I am getting UnboundLocalError: local variable 'df' referenced before assignment error (and that is expected because of the variable scope).

I have gone through this post. But, the only one answer of this post suggested append outside of the function (though df is declared inside of the function). However, I need to declare the df outside of the function and need to append with df2 inside the function.

If I try df.append(df2) instead of df = df.append(df2), program is not giving any error but getting only df as output (without append).

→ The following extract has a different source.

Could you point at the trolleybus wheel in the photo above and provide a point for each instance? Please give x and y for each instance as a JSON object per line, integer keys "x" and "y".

CodePudding user response：

Your issues is the below line.

df = df.append(df2)

In python, everything declared in a block, such as a function body, is local to that block, unless you use the special keywords global or nonlocal.

def test(df_t):
    global df
    df2 = pd.DataFrame([[5, 6], [7, 8]], columns=list('AB'), index=['x', 'y'])
    df = df.append(df2)
    print(df)

Apart from that, the function and the namings are a bit messy, IMO. If you can, you should avoid such global declarations, and pass the dataframe into the function as your signature already suggests.

Using globals, is not great because your function has side effects. You can never reliably predict its behaviour since it depends on something from the outside. If that something outside changes, your function behaves differently, even though the caller did not change the way it called the function.

CodePudding user response：

df is a declared out of the function. If you want to modify it you should declare it explicitly but in this case df_t is useless.

df = pd.DataFrame([[1, 2], [3, 4]], columns=list('AB'), index=['x', 'y'])

def test():  # <- df_t is useless now
    global df  # HERE
    df2 = pd.DataFrame([[5, 6], [7, 8]], columns=list('AB'), index=['x', 'y'])
    df = df.append(df2)
    print(df)

test(df)

But the suggestion of @Neither is more pertinent:

def test(df_t):
    df2 = pd.DataFrame([[5, 6], [7, 8]], columns=list('AB'), index=['x', 'y'])
    return df_t.append(df2)

test()

Output:

   A  B
x  1  2
y  3  4
x  5  6
y  7  8